Figure 6.4: Samples for Exercise 6.5.

(a) Using the 2-norm, calculate the inertia, which may depend on \(z\), of the clustering \[ C_1 = \{ [-z,j]: j=-3,-2,-1,1,2,3\}, \qquad C_2 = \{ [z,j]: j=-3,-2,-1,1,2,3\}. \] (This means clustering by the colors in Figure 6.4.)

(b) Using the 2-norm, calculate the inertia, which may depend on \(z\), of the clustering \[ C_1 = \{ [-z,j] \text{ and } [z,j]: j=-3,-2,-1\}, \qquad C_2 = \{ [-z,j] \text{ and } [z,j]: j=1,2,3\}. \] (This means clustering by the shapes in Figure 6.4.)

(c) It seems obvious that when \(z\) is large, we would prefer the clustering in part (a), and when it is close to zero, we would prefer the one in part (b).
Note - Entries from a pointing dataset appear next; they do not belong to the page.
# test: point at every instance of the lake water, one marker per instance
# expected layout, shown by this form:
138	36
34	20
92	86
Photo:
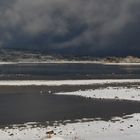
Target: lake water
69	71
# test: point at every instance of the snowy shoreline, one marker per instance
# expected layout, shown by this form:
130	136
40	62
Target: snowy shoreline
126	128
68	62
64	82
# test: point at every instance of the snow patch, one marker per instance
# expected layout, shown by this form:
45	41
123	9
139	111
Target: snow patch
122	93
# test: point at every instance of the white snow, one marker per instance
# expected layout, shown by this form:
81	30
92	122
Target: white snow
108	93
126	128
64	82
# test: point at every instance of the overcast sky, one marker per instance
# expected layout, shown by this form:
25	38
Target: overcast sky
80	27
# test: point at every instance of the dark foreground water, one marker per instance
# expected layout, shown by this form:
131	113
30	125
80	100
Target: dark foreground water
28	104
21	108
69	71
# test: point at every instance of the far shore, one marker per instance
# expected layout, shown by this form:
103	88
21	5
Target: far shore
67	62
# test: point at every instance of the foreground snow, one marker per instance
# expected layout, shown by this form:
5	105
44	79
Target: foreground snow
64	82
126	128
109	93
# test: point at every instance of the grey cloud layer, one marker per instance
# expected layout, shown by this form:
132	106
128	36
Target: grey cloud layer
76	26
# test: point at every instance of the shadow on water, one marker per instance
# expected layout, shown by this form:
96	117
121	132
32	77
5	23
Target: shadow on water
22	108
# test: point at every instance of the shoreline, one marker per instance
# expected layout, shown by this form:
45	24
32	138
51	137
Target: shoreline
64	82
68	62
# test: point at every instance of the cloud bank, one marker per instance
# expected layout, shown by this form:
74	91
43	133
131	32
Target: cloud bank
91	27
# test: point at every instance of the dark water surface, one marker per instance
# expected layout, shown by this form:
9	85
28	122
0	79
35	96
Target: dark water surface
21	108
69	71
27	104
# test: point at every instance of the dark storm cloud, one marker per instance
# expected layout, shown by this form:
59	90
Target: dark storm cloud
95	27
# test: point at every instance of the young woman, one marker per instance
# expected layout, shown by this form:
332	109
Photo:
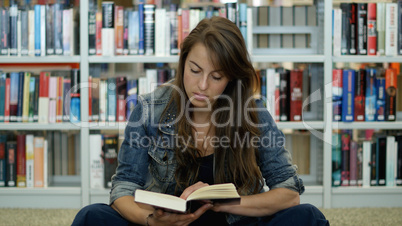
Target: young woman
203	128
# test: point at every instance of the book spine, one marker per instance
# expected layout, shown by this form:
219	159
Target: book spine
360	95
337	94
371	95
348	95
11	177
296	94
108	29
149	29
92	32
25	98
390	94
362	28
13	32
21	161
4	28
391	29
119	30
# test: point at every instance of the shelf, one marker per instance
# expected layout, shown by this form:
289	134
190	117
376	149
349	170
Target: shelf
288	58
301	125
39	126
367	125
42	59
366	59
133	59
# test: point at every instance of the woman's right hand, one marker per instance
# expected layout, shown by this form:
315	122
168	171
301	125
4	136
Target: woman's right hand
161	217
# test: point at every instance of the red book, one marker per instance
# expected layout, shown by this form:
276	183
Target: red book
7	102
21	161
390	94
121	85
296	94
360	95
371	28
98	33
119	29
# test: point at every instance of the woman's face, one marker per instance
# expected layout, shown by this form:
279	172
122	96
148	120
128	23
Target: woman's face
203	83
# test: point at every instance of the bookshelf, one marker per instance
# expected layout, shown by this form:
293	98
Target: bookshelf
75	192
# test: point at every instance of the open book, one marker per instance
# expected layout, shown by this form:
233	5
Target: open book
222	193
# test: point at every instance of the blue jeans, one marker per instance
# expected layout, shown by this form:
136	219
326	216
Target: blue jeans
304	214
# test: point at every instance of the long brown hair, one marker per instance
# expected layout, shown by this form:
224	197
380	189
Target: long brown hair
235	163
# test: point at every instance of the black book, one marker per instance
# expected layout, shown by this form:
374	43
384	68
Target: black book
13	33
49	29
58	28
109	149
4	28
362	28
284	95
149	29
11	159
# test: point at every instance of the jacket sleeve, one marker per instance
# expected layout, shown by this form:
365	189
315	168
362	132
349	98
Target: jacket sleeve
133	158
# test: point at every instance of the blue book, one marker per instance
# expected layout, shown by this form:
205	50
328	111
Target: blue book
243	20
14	85
141	47
371	95
380	106
3	175
2	95
111	99
37	9
132	96
348	95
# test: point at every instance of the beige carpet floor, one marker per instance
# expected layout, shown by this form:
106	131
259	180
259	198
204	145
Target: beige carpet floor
342	216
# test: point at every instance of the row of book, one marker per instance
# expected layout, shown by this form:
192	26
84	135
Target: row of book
103	159
32	159
39	30
49	97
364	94
113	99
367	29
147	29
285	91
374	160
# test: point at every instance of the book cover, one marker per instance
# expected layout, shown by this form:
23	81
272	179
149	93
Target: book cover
296	93
336	159
362	28
149	29
96	162
43	100
337	95
11	161
21	161
345	149
217	193
109	149
284	95
3	160
390	94
121	91
380	106
348	82
360	95
119	30
353	163
371	95
381	158
29	157
38	161
391	29
381	28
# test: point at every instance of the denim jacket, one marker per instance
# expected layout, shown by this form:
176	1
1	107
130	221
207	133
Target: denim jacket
147	160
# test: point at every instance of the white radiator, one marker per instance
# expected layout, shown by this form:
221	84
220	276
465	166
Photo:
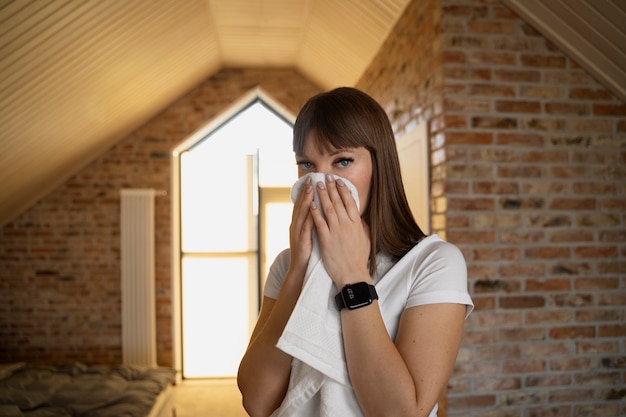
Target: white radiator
138	287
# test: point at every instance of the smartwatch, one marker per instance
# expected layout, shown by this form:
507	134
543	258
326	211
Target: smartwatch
356	295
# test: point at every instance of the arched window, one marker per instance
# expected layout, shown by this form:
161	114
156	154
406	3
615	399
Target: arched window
234	178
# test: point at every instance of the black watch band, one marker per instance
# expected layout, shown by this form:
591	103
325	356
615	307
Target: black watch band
354	296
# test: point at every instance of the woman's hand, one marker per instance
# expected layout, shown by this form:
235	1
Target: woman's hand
343	235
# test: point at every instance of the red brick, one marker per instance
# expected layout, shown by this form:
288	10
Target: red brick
590	94
612	330
517	75
596	251
573	204
477	138
574	109
483	26
495	254
572	332
546	349
543	61
519	139
609	110
554	284
522	302
551	252
518	106
474	401
524	366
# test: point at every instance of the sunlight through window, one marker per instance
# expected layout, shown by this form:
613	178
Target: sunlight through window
222	183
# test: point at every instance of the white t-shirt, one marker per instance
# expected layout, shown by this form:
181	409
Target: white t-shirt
434	271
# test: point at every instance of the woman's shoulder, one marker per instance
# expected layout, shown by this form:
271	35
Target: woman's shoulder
276	274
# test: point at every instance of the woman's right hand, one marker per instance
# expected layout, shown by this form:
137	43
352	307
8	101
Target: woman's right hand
301	231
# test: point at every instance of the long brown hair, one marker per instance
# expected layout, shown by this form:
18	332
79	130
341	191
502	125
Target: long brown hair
348	118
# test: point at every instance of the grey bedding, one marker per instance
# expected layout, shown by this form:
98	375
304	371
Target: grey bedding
78	390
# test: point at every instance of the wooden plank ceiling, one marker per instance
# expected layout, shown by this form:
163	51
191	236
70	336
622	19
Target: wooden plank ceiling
76	76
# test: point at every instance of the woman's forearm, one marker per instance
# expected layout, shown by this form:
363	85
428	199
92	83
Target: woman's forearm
264	370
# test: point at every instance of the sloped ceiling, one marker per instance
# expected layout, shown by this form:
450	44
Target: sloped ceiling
76	76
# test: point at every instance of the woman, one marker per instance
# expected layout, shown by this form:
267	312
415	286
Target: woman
400	349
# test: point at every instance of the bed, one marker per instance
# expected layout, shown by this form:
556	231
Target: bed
78	390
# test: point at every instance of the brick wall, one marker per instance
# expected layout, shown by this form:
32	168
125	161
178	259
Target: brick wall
528	160
60	260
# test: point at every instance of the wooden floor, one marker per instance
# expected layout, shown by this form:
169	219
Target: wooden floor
208	398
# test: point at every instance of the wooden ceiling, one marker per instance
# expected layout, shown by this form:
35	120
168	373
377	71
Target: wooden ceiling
76	76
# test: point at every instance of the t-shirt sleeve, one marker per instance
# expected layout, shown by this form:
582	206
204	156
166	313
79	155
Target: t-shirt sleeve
440	276
276	275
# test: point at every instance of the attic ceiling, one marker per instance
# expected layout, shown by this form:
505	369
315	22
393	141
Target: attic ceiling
76	76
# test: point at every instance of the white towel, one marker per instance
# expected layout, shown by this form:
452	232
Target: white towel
312	336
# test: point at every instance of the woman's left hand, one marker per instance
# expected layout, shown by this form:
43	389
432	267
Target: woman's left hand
343	235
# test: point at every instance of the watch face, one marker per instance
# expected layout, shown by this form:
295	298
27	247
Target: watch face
357	295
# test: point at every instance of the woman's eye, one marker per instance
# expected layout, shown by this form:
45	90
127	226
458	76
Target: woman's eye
345	162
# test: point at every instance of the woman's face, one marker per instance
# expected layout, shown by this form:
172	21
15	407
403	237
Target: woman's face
353	164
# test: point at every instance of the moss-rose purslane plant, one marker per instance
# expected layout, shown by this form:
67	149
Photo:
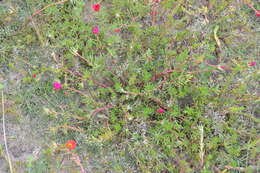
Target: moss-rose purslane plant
96	7
71	144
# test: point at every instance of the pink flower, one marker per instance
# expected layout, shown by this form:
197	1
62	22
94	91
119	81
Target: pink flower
223	67
117	30
257	13
253	63
96	7
95	30
57	85
160	110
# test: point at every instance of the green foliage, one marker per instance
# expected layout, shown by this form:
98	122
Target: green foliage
117	80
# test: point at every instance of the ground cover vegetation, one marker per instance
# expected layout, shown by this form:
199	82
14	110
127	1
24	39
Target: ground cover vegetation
156	86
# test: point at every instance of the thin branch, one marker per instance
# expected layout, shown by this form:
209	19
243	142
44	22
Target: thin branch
102	109
49	5
5	140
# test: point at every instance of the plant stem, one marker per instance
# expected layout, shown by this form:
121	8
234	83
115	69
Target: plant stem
5	140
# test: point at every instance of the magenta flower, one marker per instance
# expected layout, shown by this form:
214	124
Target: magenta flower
251	64
160	110
57	85
95	30
257	13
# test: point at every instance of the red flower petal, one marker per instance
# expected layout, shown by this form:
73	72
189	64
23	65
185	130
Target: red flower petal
71	144
160	110
117	30
257	13
253	63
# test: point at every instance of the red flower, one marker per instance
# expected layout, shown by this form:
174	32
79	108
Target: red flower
71	144
96	7
117	30
257	13
253	63
160	110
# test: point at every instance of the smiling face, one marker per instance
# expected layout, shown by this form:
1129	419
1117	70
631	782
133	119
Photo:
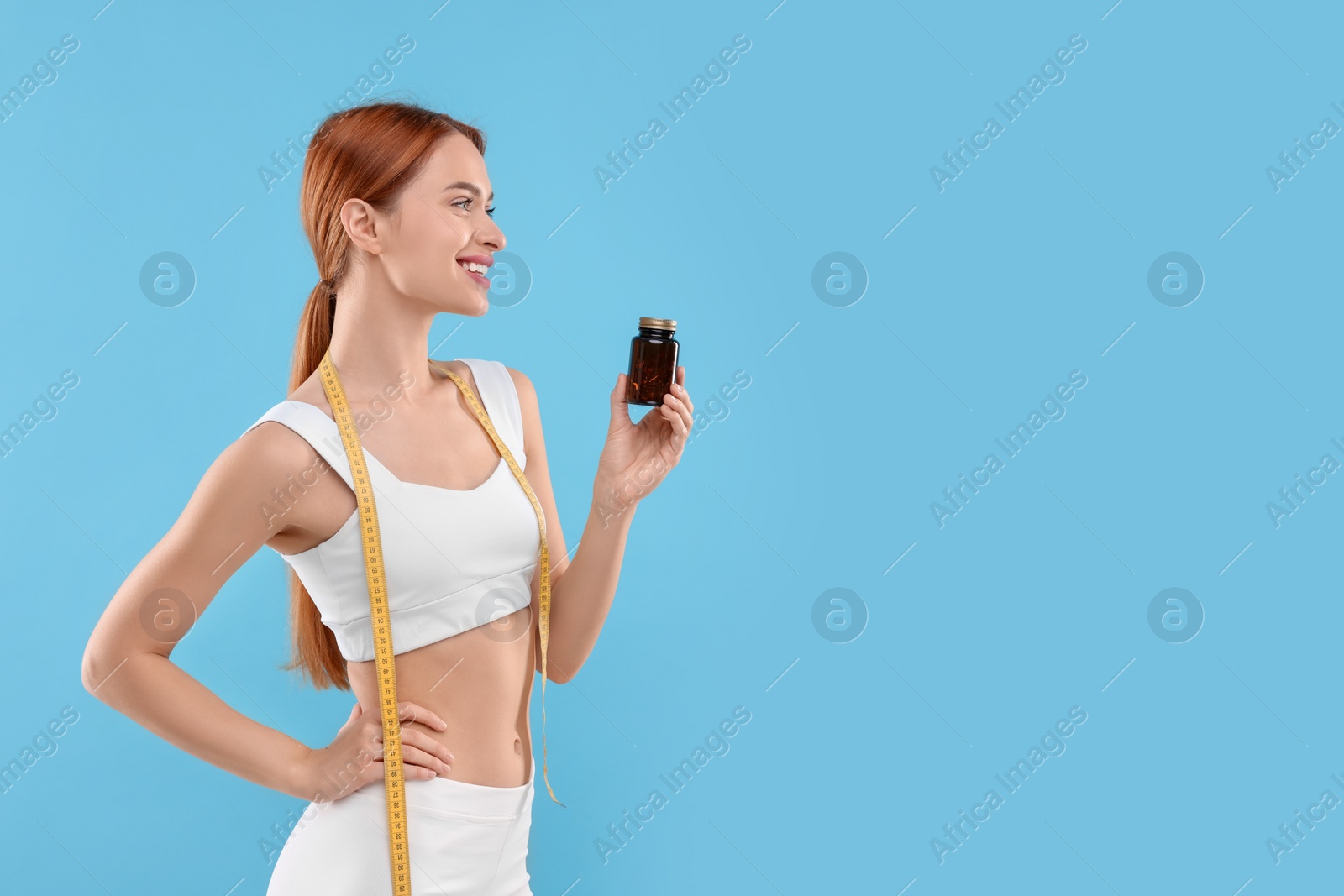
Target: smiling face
443	226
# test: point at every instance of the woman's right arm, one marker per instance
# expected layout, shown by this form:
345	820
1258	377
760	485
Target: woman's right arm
127	664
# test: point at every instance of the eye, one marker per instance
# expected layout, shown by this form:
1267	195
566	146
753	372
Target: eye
468	202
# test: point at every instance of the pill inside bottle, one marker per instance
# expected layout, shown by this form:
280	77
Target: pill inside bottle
654	355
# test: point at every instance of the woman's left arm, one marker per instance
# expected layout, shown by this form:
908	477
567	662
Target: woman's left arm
635	459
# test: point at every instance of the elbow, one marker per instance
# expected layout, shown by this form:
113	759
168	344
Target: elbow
92	671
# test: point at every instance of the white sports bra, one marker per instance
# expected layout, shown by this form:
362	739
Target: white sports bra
454	559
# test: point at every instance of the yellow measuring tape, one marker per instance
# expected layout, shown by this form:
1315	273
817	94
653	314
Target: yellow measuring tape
383	654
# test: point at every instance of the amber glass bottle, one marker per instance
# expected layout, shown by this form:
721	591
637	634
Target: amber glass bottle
654	355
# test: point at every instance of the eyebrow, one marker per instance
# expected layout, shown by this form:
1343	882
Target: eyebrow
470	187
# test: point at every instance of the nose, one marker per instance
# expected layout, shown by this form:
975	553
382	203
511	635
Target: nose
492	237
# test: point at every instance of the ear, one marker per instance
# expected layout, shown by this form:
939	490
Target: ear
362	224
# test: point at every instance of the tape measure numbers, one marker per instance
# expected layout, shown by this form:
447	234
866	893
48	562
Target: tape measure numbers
386	665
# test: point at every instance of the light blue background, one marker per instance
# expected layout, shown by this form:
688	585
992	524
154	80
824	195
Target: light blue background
820	474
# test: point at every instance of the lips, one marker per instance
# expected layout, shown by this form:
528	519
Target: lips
480	259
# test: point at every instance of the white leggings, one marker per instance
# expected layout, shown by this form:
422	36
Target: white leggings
465	840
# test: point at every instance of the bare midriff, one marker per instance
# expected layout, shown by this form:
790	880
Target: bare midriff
479	683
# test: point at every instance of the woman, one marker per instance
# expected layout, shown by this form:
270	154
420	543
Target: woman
394	202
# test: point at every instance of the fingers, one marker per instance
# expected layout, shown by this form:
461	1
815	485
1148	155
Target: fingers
414	712
418	748
679	410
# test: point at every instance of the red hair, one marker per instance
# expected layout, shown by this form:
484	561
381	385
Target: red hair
369	152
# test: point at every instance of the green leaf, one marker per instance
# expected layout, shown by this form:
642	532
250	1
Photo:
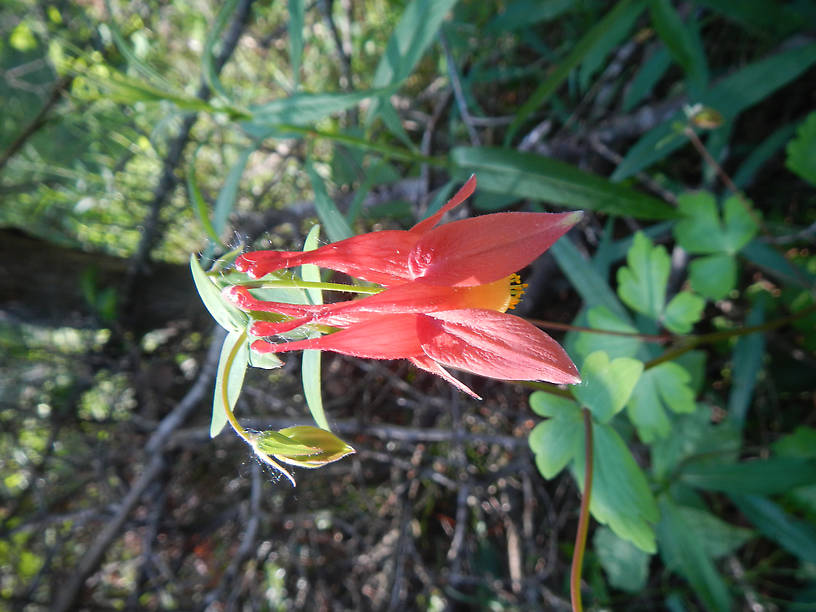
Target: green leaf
747	364
335	223
771	260
801	150
682	312
225	203
213	38
626	566
224	313
304	109
794	535
232	365
757	477
602	318
592	287
642	284
580	50
695	437
527	175
199	205
683	43
606	385
664	387
687	555
556	441
327	448
621	497
549	405
296	22
415	31
713	276
730	96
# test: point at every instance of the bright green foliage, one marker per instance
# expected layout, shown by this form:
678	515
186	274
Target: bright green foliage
555	440
664	387
642	287
802	150
713	276
625	565
621	496
720	238
606	385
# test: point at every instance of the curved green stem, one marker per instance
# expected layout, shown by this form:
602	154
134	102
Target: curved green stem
246	436
583	517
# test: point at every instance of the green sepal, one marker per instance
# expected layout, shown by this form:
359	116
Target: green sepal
325	446
232	365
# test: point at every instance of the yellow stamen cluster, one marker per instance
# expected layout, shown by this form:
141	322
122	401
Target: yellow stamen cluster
516	290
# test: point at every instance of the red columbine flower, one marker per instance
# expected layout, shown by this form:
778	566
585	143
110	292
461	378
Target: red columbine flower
447	290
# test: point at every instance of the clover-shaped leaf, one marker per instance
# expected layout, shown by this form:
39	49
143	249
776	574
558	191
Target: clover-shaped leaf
702	231
713	276
642	284
556	440
606	385
663	387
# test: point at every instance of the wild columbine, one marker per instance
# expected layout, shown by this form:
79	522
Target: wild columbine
445	294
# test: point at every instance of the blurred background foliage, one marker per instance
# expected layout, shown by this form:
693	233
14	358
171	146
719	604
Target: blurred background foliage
133	134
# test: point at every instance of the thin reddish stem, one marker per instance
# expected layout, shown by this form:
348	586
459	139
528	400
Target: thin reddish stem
583	518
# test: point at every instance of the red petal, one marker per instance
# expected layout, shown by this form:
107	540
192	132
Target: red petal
429	365
463	194
378	257
494	344
385	337
484	249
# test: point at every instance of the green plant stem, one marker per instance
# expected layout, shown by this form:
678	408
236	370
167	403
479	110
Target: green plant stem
583	517
692	342
246	436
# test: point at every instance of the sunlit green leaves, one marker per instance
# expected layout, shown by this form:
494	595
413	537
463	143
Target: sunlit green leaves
625	565
642	286
621	496
606	385
703	231
555	440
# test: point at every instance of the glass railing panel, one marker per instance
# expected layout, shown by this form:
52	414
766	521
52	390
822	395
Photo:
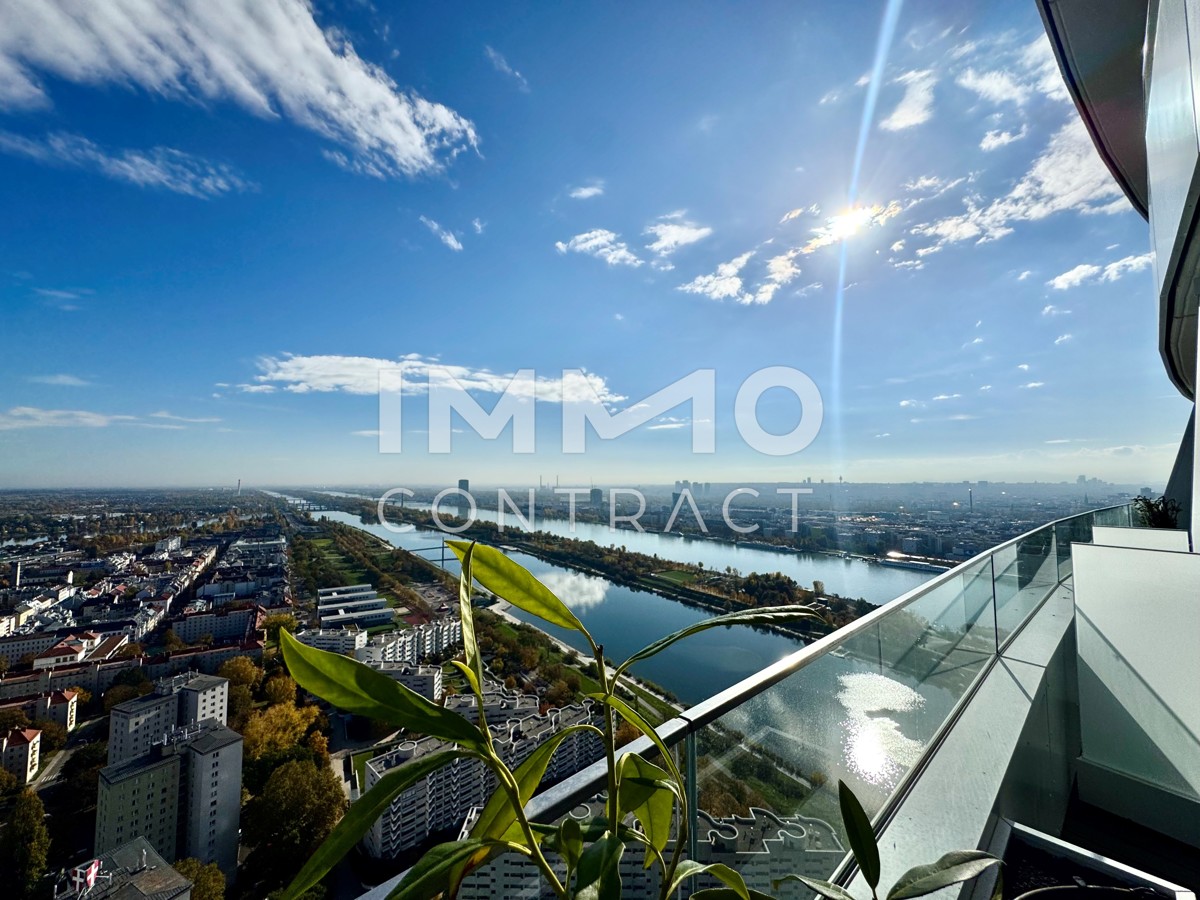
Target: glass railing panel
1077	529
1029	574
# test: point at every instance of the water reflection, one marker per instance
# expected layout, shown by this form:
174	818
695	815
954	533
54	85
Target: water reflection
875	748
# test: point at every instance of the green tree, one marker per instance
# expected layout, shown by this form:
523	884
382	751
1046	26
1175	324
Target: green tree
243	672
208	881
297	810
24	844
Find the value of \(z\) at which the transition occurs, i.e., when the inertias are equal.

Exercise 6.6 (6.4) Here is a distance matrix for samples \(\bfX_1,\ldots,\bfX_5\):

\[ \left[ \begin{array}{ccccc} 0 & 2 & 3.5 & 5 & 6 \\ 2 & 0 & 2.5 & 3 & 4 \\ 3.5 & 2.5 & 0 & 1 & 1.5 \\ 5 & 3 & 1 & 0 & 5.5 \\ 6 & 4 & 1.5 & 5.5 & 0 \\ \end{array} \right] \]

(a) Compute the average linkage between the clusters \(C_1=\{\bfX_1,\bfX_3\}\) and \(C_2=\{\bfX_2,\bfX_4,\bfX_5\}\).

(b) Compute the single linkage between the clusters \(C_1=\{\bfX_1,\bfX_3,\bfX_4\}\) and \(C_2=\{\bfX_2,\bfX_5\}\).

Exercise 6.7 (6.4) Find the agglomerative clustering, using complete linkage, for the samples given in Exercise 6.6. (This means finding four individual merge steps based on the distance matrix.)